How knowing my genetics guided my recovery through diet and supplements.

  1. Croatoan

    Croatoan Well-Known Member

    Croatoan submitted a new resource:

    Nutritional Genomics and My Complete Recovery - How knowing my genetics guided my recovery through diet and supplements.

    Read more about this resource...
     
    Issie, Aaroninoregon and Veet like this.
  2. Tammy7

    Tammy7 Well-Known Member

    Very interesting. Congrats on your recovery!
     
  3. Who Me?

    Who Me? Well-Known Member

  4. Croatoan

    Croatoan Well-Known Member

    Wow, you are really being, well...

    Cort told me to post it here, and I don't know why I could not see that last one. Why the heck do you think I would post it twice in the same place on purpose? What would be the reason for that? Look at you following me around the forum, running to the authority figure again, trying, and failing, at being a snitch and a bully.
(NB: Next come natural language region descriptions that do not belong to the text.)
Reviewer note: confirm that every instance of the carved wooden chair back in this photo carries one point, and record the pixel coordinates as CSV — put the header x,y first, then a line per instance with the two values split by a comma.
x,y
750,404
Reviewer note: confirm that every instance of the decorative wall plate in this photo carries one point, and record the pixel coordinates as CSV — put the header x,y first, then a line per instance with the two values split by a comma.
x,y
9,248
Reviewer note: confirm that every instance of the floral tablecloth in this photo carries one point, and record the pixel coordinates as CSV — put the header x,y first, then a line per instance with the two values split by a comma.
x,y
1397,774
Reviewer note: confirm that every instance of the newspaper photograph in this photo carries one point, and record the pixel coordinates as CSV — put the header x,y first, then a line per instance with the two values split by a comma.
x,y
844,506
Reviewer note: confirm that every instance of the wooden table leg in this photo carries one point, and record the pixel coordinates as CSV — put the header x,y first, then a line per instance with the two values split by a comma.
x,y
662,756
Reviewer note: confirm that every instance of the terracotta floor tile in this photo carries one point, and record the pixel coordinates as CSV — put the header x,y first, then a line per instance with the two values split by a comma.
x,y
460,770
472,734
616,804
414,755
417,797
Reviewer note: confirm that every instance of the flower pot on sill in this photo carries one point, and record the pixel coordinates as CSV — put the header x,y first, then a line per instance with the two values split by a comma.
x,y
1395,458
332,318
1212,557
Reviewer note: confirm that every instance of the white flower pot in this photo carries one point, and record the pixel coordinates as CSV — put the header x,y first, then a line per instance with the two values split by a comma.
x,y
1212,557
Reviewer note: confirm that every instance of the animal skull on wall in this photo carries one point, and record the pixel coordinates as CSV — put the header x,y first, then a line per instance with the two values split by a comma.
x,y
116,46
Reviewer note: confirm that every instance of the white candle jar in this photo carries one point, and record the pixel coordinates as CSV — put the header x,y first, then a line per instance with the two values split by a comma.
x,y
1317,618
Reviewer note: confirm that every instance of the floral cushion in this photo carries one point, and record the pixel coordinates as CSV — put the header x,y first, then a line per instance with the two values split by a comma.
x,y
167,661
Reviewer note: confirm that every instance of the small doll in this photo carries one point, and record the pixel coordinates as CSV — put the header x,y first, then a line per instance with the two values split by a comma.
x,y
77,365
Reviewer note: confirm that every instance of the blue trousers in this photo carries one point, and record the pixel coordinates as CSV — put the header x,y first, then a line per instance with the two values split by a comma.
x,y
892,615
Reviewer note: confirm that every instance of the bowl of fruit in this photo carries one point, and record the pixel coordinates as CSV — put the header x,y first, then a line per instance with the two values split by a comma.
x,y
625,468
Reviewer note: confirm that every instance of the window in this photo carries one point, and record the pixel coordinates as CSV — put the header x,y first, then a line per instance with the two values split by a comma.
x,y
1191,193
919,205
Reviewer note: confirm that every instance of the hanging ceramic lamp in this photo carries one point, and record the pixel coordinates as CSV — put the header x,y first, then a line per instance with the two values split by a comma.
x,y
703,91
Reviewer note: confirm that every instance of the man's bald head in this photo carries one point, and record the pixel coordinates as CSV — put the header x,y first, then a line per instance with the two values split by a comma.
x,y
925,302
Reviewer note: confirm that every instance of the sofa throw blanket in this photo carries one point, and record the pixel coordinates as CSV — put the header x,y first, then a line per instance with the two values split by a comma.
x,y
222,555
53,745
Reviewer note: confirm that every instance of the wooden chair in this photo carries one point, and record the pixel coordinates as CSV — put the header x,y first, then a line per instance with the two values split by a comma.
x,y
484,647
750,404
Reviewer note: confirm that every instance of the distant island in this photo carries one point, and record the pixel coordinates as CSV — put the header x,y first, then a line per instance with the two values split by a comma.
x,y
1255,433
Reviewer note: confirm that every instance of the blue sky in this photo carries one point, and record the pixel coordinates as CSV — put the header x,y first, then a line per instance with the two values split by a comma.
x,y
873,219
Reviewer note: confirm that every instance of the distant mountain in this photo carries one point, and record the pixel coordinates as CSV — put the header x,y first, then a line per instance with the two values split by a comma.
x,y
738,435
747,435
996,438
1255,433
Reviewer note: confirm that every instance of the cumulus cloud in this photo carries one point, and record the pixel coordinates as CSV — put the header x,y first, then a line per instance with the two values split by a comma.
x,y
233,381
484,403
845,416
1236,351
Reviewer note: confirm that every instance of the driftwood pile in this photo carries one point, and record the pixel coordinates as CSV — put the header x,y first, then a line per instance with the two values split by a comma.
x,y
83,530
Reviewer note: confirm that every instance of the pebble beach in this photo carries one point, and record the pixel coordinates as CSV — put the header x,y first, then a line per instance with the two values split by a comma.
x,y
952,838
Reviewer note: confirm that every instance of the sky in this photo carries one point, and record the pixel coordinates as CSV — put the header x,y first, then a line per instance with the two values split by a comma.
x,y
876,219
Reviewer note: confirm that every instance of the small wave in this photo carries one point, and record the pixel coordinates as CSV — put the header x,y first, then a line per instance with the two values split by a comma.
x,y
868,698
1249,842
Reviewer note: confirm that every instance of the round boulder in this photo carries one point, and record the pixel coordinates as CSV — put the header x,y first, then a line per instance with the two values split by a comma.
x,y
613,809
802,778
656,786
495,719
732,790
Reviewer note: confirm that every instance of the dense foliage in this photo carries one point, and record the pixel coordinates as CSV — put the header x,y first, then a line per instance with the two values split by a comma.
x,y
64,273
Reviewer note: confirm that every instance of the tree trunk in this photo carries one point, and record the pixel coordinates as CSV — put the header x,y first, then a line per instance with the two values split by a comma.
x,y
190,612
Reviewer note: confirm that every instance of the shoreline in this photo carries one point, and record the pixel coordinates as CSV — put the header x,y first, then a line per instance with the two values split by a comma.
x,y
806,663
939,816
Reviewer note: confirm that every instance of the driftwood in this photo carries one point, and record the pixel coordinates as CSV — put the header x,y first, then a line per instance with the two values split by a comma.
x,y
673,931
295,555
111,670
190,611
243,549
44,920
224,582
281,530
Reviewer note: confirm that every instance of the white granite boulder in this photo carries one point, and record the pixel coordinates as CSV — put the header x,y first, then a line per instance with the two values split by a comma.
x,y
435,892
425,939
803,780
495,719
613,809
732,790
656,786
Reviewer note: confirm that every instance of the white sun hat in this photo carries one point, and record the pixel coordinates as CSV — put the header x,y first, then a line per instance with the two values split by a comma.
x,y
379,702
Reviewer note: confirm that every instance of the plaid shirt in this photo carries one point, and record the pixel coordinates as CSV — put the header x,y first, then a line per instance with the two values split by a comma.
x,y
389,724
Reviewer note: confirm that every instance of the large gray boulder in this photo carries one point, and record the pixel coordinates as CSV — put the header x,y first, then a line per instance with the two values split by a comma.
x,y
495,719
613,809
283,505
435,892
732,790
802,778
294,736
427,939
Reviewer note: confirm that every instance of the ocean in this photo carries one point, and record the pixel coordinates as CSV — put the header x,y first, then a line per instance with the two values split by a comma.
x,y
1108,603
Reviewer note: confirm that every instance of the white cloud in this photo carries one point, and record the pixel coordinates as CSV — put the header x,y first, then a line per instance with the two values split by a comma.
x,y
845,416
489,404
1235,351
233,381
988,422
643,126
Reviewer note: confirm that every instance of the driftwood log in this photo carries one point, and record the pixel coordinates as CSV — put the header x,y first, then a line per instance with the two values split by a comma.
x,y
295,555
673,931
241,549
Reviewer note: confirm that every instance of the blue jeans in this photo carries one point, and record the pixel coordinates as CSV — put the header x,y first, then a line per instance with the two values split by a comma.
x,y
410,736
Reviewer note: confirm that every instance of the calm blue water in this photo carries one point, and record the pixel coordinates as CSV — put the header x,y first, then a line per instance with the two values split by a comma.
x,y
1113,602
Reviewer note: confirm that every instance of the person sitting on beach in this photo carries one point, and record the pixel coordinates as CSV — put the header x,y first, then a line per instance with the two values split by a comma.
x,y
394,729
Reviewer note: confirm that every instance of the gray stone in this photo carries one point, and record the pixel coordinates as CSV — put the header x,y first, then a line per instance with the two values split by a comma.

    This is the attitude that you bring from PR. Instead of helping people you try to aggregate them until they leave.
     
  5. Suziesue

    Suziesue New Member

    Hi, I have no idea about these tests that show genetic mutations, but I read somewhere that they're quite meaningless because epigenetics are involved in the process but not taken into account by these tests. Can someone clarify? Thanks
     
  6. Remy

    Remy Administrator

    I think that the truth is that they are like most all tests...best taken in context with all the other testing and the full clinical picture.

    There is some robust evidence for certain SNPs (MTHFR comes to mind) and less for other SNPs. The best thing to do is to review the literature surrounding SNPs to see how strong the evidence is and then decide how much weight to assign.

    There is controversy over the impact of certain SNPs too (CBS) and it is wise to become familiar with all sides of the debate, especially before forking over large sums of money on a "genetic" supplement program.

    There are some very reasonably priced interpretation services out there though and I would encourage people to do 23andme...if only to have the raw data for your own use before the FDA finds a way to shut them down completely.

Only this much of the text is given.